The gulf in readability is remarkable. I felt genuinely quite stirred in their favour reading it. To finally hammer the point home, I have asked ChatGPT to produce a hypothetical statement from the BMA on Doctor’s strikes - see if you can recognise the LLMisms for yourself.
The decision to strike is never easy — but it is sometimes unavoidable. Doctors do not step away from their patients lightly. We joined this profession to heal, to serve, to be there in people’s most difficult moments — and yet we are being driven to the point where continuing as we are would do more harm than good.
For over a decade, our pay has been eroded — falling by more than a quarter in real terms — while the demands on us have only intensified. A&E departments are overwhelmed, wards are chronically understaffed, and waiting lists grow longer by the day. Doctors are working harder than ever, often sacrificing their health and their family lives, to keep the NHS going. But the system cannot survive on goodwill alone — and goodwill is all that’s being asked of us.
Striking is not about greed. It’s about fairness — and it’s about safety. Exhausted doctors make mistakes. Overstretched teams cannot provide the care patients deserve. Every week, we see colleagues walk away from the profession because they can no longer cope with the pressure. When that happens, everyone loses: patients, staff, and the NHS itself.
We’ve tried to fix this without industrial action. We’ve sat at the negotiating table, proposed reasonable solutions, and sought a fair settlement. Yet the government has stalled, delayed, and offered token gestures that don’t even begin to address the scale of the problem.
Behind every striking doctor is a story — of missed birthdays and anniversaries, of second jobs taken just to keep up with the cost of living, of the impossible choice between staying in the job they love or protecting their own health. These are not statistics.
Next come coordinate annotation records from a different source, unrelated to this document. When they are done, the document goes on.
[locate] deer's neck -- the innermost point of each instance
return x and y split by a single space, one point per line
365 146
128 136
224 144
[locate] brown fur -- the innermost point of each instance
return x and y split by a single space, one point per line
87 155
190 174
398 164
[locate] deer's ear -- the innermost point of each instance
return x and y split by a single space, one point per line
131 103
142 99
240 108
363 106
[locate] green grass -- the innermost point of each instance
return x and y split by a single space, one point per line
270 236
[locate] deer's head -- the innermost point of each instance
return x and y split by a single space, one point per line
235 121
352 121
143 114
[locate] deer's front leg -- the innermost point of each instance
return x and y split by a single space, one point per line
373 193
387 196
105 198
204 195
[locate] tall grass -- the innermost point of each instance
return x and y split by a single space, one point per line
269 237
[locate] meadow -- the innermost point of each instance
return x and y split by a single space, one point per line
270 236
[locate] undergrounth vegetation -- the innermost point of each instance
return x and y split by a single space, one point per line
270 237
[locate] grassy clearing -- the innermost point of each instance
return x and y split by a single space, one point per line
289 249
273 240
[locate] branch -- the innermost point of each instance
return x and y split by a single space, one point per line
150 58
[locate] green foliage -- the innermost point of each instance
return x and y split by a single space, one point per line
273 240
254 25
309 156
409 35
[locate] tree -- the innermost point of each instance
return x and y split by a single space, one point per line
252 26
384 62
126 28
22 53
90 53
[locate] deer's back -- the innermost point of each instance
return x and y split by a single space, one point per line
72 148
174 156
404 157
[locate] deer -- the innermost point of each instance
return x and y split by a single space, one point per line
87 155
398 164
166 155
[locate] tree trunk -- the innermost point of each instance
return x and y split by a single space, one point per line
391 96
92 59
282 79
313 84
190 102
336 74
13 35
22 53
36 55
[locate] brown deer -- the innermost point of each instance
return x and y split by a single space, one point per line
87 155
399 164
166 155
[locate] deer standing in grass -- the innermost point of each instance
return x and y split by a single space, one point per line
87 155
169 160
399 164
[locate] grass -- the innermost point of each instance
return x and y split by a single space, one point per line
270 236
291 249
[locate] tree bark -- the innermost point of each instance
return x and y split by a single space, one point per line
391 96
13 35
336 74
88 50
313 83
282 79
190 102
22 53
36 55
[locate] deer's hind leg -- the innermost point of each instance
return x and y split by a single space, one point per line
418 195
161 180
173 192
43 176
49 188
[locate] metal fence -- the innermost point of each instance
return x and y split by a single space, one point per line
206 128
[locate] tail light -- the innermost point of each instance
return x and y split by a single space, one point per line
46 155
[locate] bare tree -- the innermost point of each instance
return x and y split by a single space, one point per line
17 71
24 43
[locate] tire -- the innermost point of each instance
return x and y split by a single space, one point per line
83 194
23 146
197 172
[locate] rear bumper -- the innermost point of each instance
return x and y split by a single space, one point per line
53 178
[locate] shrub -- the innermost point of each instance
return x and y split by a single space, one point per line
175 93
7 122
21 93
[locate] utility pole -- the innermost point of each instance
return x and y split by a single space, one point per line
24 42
They are people — people who keep the NHS running, often at enormous personal cost.
We are striking because we believe in the NHS. Because we want it to be a service that patients can rely on, staffed by doctors who are properly supported, properly valued, and properly paid. Because doing nothing would mean watching it decline — and that is something we cannot accept.
The government has a choice: invest in the workforce, restore trust, and secure the future of the NHS — or continue down a path that will see it crumble. We urge them to do the right thing.
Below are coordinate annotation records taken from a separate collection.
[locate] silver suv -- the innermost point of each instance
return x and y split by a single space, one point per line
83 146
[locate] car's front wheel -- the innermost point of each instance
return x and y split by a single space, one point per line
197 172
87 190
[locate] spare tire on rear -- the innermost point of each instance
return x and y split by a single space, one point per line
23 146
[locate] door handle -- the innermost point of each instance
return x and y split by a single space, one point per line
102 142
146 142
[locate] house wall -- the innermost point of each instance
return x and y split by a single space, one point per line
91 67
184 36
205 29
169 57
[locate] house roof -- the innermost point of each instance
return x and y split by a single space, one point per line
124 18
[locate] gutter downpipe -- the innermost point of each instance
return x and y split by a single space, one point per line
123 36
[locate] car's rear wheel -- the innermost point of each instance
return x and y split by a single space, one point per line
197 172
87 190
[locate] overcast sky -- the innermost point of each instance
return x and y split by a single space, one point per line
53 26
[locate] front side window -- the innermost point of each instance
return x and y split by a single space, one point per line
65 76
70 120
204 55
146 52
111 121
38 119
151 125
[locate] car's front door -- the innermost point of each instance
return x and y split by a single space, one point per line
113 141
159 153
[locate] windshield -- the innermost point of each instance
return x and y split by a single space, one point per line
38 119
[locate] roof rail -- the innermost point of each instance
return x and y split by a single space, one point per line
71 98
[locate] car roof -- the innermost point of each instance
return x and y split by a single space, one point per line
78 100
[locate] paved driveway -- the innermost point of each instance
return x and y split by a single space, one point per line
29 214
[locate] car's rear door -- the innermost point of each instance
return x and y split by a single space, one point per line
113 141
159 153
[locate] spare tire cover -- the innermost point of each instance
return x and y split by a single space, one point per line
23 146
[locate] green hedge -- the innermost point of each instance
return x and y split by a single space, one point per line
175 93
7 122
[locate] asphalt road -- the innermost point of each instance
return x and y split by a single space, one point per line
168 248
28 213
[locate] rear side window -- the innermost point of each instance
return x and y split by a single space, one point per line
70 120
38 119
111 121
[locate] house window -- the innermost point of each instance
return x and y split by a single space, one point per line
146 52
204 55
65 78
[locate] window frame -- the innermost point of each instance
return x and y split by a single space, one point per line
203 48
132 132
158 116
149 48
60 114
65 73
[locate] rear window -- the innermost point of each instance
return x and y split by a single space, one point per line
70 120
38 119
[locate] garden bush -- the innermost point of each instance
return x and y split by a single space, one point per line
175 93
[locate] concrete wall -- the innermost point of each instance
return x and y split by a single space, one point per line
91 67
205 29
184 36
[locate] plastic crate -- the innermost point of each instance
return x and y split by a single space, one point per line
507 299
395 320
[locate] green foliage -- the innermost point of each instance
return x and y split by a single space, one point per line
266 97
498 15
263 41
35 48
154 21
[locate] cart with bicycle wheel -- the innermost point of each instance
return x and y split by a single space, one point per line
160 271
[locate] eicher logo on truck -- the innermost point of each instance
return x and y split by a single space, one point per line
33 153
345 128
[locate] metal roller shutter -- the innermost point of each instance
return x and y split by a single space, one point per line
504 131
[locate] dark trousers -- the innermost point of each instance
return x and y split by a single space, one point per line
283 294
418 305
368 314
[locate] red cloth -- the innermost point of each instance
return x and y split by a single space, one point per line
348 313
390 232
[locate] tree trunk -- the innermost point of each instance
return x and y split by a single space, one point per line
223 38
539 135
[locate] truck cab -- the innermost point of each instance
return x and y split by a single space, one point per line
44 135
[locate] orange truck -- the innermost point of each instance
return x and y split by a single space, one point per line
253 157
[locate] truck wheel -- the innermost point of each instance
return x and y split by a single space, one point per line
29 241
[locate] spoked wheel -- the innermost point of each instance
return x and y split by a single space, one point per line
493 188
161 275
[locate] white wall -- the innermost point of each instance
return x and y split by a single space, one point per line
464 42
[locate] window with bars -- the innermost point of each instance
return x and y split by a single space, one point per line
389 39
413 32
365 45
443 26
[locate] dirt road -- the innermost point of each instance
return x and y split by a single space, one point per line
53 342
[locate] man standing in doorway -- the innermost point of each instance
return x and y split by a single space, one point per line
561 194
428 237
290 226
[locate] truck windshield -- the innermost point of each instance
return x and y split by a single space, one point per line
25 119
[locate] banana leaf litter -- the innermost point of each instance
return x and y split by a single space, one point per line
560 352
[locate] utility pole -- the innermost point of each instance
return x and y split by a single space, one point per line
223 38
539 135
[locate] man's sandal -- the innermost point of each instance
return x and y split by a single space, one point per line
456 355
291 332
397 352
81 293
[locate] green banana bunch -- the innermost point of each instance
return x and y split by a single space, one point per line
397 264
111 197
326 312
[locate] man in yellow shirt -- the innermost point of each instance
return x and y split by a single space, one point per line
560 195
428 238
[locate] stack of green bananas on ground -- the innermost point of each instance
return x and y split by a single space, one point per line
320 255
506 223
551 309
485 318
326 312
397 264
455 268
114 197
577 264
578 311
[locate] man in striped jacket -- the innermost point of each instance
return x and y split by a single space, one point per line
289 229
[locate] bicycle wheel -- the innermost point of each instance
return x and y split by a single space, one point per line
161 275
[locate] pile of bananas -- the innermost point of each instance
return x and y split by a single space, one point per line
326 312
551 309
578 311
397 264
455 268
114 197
Until then, we stand together — for ourselves, for our patients, and for the health service we are proud to serve.
I hope that you, the reader, are a fellow lover of a well-constructed Argument, and will rail against this bowdlerisation of the English Language by holding known individuals to account when they lean on AI to fill copy. ‘Tiff Lynch’, who is Deputy Chair of the Police Federation, is part of the generation which has benefited most from Woke. A middle aged woman (celebrated by the Police Federation for being the second female national chair) who hasn’t had to work since lockdown - as the ‘Work From Home’ scam has transitioned effortlessly to using ChatGPT to earn her hefty salary, no doubt buttressed by a ludicrous public sector pension scheme. Don’t stand for it. We are paying for their indolence.
Chat GPT can write quality content, if prompted properly, and its inputs edited to make it sound less like generic AI slop.
It can write very rightwing traditionalist content as well.
In itself using AI for writing isn’t inherently wrong, but of course smart people prompt properly, ask it to modify its output and refine it to perfection before publishing.
Thanks for that nicely put together tutorial on the most important cultural skill needed in current discourse
On the bright side it is always good to know that your enemies are both lazy and surprisingly stupid.
Let's joyfully fight back with pithy authentic writing!